Joan Fernandez
The Block Manager
Updated: Sep 22, 2022
By Judy Mungle

Long forgotten American chapter brilliantly comes to life
The story of the Japanese US citizen internment into concentration camps sits on the periphery of most history lessons about the United States experience in WWII. The idea that the President Roosevelt would have authorized that US citizens be placed in concentration camps—especially during the shadow of the Holocaust—seems out of sync with American ideals of all people being equal under the law. But in The Block Manager, a true story of one woman’s incarceration and her experiences following the war, this forgotten American chapter comes to life.
Author Judy Mundle takes on the voice of Janet, the American-born daughter of Japanese immigrants, whose fluency in both Japanese and English is valued by US authorities. She’s given the job of Block Manager, or overseer, over barracks in her first internment camp. Ultimately Janet marries, has a baby and is moved into two other camps before the war ends. Her Japanese-born husband is forced to move back to Japan and to join him she must renounce her US citizenship.

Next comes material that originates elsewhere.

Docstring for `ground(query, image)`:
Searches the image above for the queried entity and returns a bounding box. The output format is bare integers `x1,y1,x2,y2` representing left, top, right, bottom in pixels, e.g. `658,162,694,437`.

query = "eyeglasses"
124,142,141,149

Through her eyes we see the devastation caused by the Hiroshima atomic bomb and the little-reported aftermath of the war on the Japanese people. Janet’s unique position of being both American and Japanese adds waves of depth to her story as she struggles to reconcile ideas of American freedom with traditional Japanese social order. Prejudice, suspicion, faith, dignity, family all jostle in her surprising life.